January 5, 2017 by Christopher Gronlund 1 Comment

Fountain pen and notebookEarlier, I read this review of the movie Paterson. (There are spoilers for the movie contained within, and I suppose I should mention that because of that, there are spoilers in this blog entry about the review. Hell, I spoil the end of the review in this entry. You have been warned.)

If you have no idea what Paterson is, it’s a movie about a writer. A poet. Not a famous poet — just a guy with a day job who writes poetry on the side. It’s not a rags-to-riches story. As the review points out, it’s about a guy just doing his thing.

Here’s where I spoil the end of the review:

…while watching Paterson, you get the sense that all of Paterson’s days writing poetry for himself are, in fact, adding up to something, even if it’s nothing that would be called “success” by an external judge. This is a much better story for the aspiring writer than either the rags-to-riches tale or the doom-and-gloom one, because this is a story that posits that the work can be, and should be, enough. You probably won’t get famous. You’ll probably have to keep your day job. Often your days will be boring. Often your poems will be bad. Sometimes they will be good. And all of that’s all right. That’s how it should be. More importantly, that’s how it is.

That’s How It Is

When I talk realistically about one’s chances of wild success writing fiction, a fair number of people tell me my views are limiting. Even when presenting the facts that most people setting out to write fiction will not even earn decent supplemental income — let alone wild success — people don’t like hearing that. They want (perhaps even need) to believe that if one sits down to write a novel that the life of a bestselling novelist is the natural progression for the effort.

Obviously, there are bestselling novelists out there, and anyone putting in the time to write very well, hitting on a story that reaches people, and making the right connections has at least better odds than winning the lottery.
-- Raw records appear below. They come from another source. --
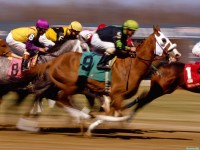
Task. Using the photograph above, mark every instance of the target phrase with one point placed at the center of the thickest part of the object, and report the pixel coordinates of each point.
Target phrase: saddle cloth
(88, 67)
(15, 68)
(192, 75)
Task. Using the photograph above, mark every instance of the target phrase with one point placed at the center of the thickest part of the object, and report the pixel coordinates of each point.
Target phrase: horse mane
(37, 71)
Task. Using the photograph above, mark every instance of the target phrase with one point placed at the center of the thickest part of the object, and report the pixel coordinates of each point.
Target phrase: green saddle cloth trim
(88, 67)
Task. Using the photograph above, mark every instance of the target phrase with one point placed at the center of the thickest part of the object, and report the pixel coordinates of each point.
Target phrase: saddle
(15, 68)
(192, 75)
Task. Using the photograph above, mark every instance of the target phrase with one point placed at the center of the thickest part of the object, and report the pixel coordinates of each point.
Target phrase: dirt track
(143, 137)
(171, 123)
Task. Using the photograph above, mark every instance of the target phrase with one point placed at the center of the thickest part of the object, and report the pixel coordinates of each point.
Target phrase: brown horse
(127, 72)
(165, 80)
(6, 51)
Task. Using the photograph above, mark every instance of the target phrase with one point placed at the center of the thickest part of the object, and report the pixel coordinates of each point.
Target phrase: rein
(5, 53)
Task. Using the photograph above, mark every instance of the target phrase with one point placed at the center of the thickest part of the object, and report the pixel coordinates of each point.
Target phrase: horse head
(164, 44)
(4, 48)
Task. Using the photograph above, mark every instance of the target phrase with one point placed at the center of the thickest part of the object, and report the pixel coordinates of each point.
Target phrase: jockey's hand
(173, 59)
(60, 38)
(133, 49)
(43, 49)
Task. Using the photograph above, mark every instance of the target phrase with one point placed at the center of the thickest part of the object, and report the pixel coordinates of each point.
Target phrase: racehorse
(127, 73)
(5, 50)
(17, 84)
(165, 80)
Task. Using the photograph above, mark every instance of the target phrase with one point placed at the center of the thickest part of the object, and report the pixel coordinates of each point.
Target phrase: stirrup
(104, 67)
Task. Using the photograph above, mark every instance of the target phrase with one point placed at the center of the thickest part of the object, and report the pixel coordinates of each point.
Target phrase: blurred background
(179, 19)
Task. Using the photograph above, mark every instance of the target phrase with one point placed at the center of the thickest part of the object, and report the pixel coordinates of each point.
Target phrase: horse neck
(68, 46)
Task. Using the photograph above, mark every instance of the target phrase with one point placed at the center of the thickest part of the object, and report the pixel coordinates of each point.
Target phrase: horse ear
(156, 28)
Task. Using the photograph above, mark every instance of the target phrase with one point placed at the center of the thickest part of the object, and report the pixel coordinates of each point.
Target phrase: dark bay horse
(165, 80)
(17, 84)
(127, 73)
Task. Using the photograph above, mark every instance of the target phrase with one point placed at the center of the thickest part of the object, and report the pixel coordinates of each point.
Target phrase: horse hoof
(27, 125)
(88, 134)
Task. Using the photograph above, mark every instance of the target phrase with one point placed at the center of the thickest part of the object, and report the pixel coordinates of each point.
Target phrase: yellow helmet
(75, 25)
(131, 24)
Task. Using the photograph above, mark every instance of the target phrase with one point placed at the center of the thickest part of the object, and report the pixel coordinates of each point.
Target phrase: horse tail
(38, 70)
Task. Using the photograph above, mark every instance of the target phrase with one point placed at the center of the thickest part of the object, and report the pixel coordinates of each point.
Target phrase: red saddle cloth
(191, 75)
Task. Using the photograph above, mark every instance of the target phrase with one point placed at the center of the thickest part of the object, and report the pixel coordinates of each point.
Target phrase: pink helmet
(42, 23)
(100, 26)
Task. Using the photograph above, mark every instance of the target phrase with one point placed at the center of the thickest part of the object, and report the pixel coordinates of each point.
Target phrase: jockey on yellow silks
(55, 34)
(25, 39)
(85, 36)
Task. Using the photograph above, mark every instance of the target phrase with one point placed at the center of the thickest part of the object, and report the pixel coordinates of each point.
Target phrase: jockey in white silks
(112, 38)
(85, 36)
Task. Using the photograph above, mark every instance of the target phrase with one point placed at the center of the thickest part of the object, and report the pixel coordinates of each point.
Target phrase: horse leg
(158, 88)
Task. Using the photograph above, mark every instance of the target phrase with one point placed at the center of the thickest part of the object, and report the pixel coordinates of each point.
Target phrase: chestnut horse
(165, 80)
(17, 84)
(127, 73)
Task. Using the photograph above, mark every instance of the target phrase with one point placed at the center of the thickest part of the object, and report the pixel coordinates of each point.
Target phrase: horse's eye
(164, 40)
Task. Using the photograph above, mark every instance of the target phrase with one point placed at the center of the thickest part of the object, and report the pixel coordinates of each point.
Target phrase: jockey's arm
(31, 46)
(46, 42)
(124, 46)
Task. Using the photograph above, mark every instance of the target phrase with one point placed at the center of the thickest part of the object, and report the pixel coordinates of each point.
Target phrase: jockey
(112, 38)
(86, 35)
(25, 40)
(55, 34)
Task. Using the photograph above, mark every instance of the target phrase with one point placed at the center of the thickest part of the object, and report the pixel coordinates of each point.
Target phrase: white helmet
(86, 35)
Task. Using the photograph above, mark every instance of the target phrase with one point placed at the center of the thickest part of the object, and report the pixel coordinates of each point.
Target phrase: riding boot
(103, 63)
(25, 64)
(25, 60)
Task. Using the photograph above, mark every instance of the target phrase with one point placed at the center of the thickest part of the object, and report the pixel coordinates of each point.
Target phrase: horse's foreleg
(92, 126)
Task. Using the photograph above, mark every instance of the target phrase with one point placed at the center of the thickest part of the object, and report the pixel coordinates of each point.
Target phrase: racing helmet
(75, 25)
(42, 23)
(100, 26)
(131, 24)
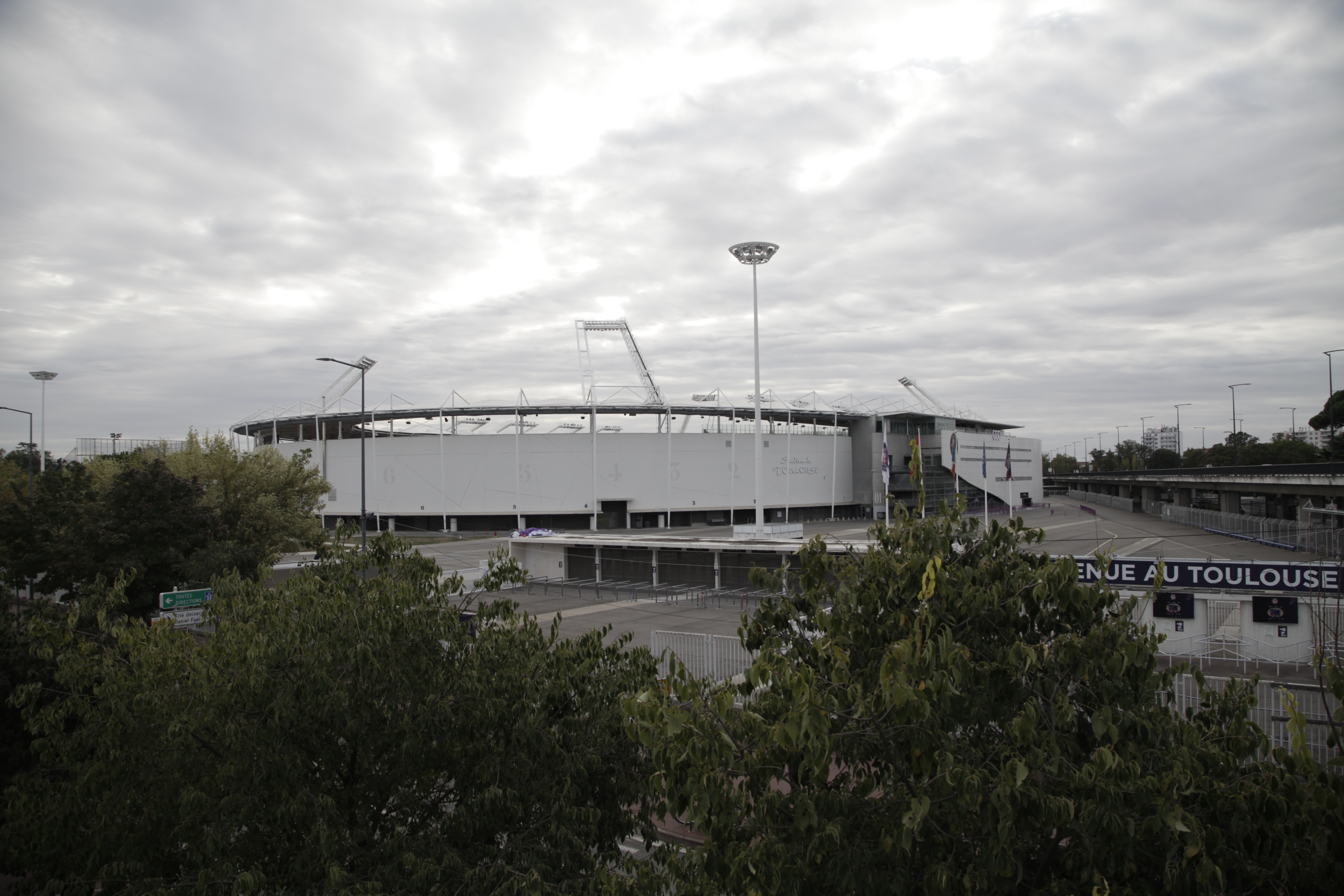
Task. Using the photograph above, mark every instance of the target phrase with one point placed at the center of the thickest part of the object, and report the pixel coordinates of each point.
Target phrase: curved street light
(1234, 421)
(364, 434)
(755, 254)
(45, 377)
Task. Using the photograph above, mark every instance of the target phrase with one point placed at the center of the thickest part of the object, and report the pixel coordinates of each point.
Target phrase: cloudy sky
(1065, 215)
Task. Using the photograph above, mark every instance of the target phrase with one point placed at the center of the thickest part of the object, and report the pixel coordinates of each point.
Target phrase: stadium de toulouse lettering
(1277, 576)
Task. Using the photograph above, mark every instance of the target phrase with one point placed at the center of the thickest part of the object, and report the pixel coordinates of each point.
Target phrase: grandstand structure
(459, 465)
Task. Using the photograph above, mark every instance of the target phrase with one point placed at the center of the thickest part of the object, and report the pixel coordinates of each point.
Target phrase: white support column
(835, 444)
(670, 467)
(788, 464)
(443, 482)
(733, 468)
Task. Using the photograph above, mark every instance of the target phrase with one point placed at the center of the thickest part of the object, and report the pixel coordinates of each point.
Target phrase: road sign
(182, 618)
(174, 600)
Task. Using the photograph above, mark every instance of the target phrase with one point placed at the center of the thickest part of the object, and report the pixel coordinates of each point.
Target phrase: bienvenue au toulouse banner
(1234, 576)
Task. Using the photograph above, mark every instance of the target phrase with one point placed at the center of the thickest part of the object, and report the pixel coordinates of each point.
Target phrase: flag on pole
(886, 460)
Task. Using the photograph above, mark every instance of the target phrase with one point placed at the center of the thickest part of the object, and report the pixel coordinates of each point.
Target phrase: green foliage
(349, 731)
(1165, 460)
(1253, 453)
(952, 712)
(1323, 420)
(268, 503)
(171, 519)
(72, 538)
(14, 482)
(1062, 464)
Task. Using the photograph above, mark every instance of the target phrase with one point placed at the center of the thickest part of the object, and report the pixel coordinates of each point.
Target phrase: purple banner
(1220, 576)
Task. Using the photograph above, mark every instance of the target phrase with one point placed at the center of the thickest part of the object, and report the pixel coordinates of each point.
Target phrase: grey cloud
(1112, 212)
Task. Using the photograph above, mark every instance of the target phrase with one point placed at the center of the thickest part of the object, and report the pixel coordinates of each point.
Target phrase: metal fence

But how it is for most sounds like the life of Paterson: you work a day job, you write, and maybe you get a pop or two of attention along the way.

Is That Enough?

For many people, the time necessary to write a decent novel is not something worth doing unless there’s a promise of a payoff in the end.

Why spend so much time and effort into something that will end up maybe read by a handful of people before sitting in a drawer or on a hard drive?

And the answer of many other people is that’s enough. Writing even a poor novel changes many people because they’ve done something others only talk about doing. And now they know what it takes, and perhaps their next novel is all right…maybe even decent or good. Hell, maybe even great.

Most people who run marathons make no money from running, but they go back for more. Paul Lamb writes about running and writing, and it’s never lost on me how close the two acts are in the satisfaction that comes from their completion.

For many writers, that act of finishing and moving on, in spite of all that might be going on in one’s day-to-day life, is enough.

Is That Enough for Me?

When I was younger, I struggled much more between the day job and writing. While I will always feel that a day job means I will never write as much as I could have in life if I were able to write fiction full time, the act of simply writing has always been enough for me.

Sure, because I love writing fiction, I — like many writers — would love to do it full time. The few times in my life that I’ve been able to write full time (both as a paid writer and during times following layoffs), I’ve been my most productive and even a bit happier than usual. But I generally find happiness where I am, even in a day job (where I work with people I like for a company I actually care about).

Whether the finished pile of pages is a short poem on a single page or the hundreds of pages that make up a 100,000+ word novel, that is its own reward.

(Everything beyond that is wonderful…and possibly even a bit maddening if we’re being honest.)

Filed Under: Inspiration

Comments

  1. Paul says

    January 9, 2017 at 4:41 am

    “the satisfaction that comes from their completion.” Also, the pain during!